En vérité, sous l'apparence trompeuse d'une découverte des «structures» du réel humain (pour employer le jargon contemporain), Pascal applique méthodiquement une théorie préexistante." (1954:110)

 

"Une ivresse destructrice - le vertige - gagne Pascal. [...] Entre nous et nous-mêmes, Pascal glisse, lame tranchante et glacée, la pensée de la mort." (1954:121)

 

"Tous : amants déçus, adolescents inquiets devant un monde fuyant sur lequel ils n'ont pas de prise, ambitieux aigris, solitaires vieillis avant l'âge ou par l'âge, femmes inaccomplies, tous, jusqu'à ce que l'humain se réalise dans sa plénitude - jusqu'à ce que la vie sociale dépasse mystères et mystifications et atteigne la limpidité avec la plénitude. Ils trouvent dans les Pensées de quoi détruire et se détruire avec justifications : les articles d'un procès et d'un jugement multiforme sur le monde, l'homme, la vie sociale, et eux-mêmes, surtout dans une période où le déclin d'une société, de ses idéologies, de ses superstructures, rend plus saisissant l'amer tableau tracé par le maître du pessimisme." (1954:126)

 

"Le glissement du relativisme optimiste au relativisme pessimiste se produit donc dans l'interprétation de la nature et du naturel. Après avoir présenté la connaissance de l'infini comme une connaissance première et directe, encore que confuse - une sorte d'intuition ou d'évidence susceptible d'analyse indéfinie et indéfiniment féconde - Pascal retire à sa position initiale toute portée. La lumière naturelle cesse d'être une lumière directe. Seul le mensonge s'offre directement et immédiatement à la pensée humaine." (1954:160)

 

"Il ne voit plus que la mort et la lassitude. Et cela - ironie - dans une société qui commence à s'enliser, à s'immobiliser, et en sortira de sa somnolence qu'après un siècle de torpeur. C'est un être extra-social qui parle pour jeter l'anathème sur la vie et la société. «Cela étant bien compris, je crois qu'on se tiendra en repos, chacun dans l'état où la nature l'a placée.» Voilà le dernier mot lâche de cette sagesse mortelle : ne plus bouger, rester à sa place [...]." (1954: 167)

 

"[...] il utilise le caractère imaginatif de ces pseudo-concepts pour agir : pour persuader.

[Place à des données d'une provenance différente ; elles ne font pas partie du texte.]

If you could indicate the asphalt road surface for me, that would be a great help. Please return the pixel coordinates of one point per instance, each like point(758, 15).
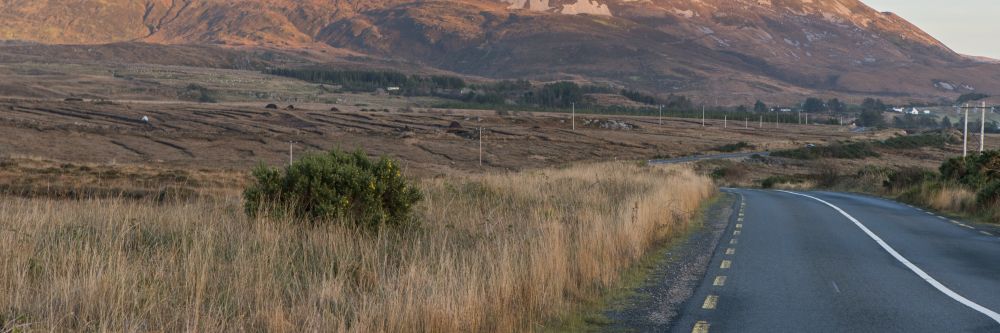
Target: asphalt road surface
point(707, 157)
point(832, 262)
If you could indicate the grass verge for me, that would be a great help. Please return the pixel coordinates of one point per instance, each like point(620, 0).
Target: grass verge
point(498, 252)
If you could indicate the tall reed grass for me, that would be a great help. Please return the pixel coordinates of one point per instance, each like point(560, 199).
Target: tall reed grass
point(500, 252)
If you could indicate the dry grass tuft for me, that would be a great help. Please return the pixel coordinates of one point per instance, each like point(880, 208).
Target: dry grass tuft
point(502, 252)
point(951, 199)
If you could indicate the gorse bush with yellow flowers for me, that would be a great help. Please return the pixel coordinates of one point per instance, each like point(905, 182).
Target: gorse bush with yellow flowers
point(334, 186)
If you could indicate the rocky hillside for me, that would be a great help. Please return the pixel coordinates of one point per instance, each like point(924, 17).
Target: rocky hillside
point(735, 50)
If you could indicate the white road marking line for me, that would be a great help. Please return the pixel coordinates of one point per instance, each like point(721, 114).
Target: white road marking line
point(906, 262)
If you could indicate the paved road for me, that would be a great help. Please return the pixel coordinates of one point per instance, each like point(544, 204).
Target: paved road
point(707, 157)
point(831, 262)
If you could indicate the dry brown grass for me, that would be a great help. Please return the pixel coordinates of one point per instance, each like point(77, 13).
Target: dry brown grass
point(951, 199)
point(500, 252)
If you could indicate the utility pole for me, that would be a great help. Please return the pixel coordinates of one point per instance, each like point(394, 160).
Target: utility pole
point(982, 131)
point(965, 137)
point(574, 117)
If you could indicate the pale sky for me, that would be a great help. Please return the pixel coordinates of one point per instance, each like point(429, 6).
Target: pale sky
point(967, 26)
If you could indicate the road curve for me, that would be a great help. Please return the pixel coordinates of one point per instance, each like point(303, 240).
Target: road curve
point(707, 157)
point(834, 262)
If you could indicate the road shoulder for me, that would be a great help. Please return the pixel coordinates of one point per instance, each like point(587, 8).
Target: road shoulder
point(672, 275)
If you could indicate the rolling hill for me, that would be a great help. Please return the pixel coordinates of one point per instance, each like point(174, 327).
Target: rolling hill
point(730, 50)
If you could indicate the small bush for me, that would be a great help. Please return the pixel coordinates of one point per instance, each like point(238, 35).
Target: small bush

Plus précisément, pour intimider." (1954:176sq)

 

"Pascal [...] peut orienter le choix, pousser l'homme agissant dans un certain sens." (1954:181)

 

"Sa volonté d'anéantir la nature devant le surnaturel, comme le néant devant l'infini, lui enlève la base de sa démonstration. Par exemple, si l'on détruit le désir naturel du bonheur (cf. éd. Br., p. 186), comment souhaiter le bonheur éternel ?" (1954:181)

 

"L'habileté et la ruse de Pascal sont infinies." (1954:193)

 

"Aucune action humaine, même la plus parfaite souffrance, n'a de valeur. Déjà bien auparavant s'étaient anéantis les autres liens, celui de la connaissance, et même celui d'une communauté humaine dans l'Eglise." (1954:216)

 

"A la pensée pascalienne nous pourrons opposer une maxime marxiste qui se formulerait à peu près comme suit : «Considérer les choses naissantes comme grandissantes et même déjà grandi.»" (1954:221)

 

Références :

 

Lefebvre, Henri (1954), Pascal. Tome deuxième, Paris : Nagel, 251p.

- (1949), Pascal. Tome premier, Paris : Nagel, 239p.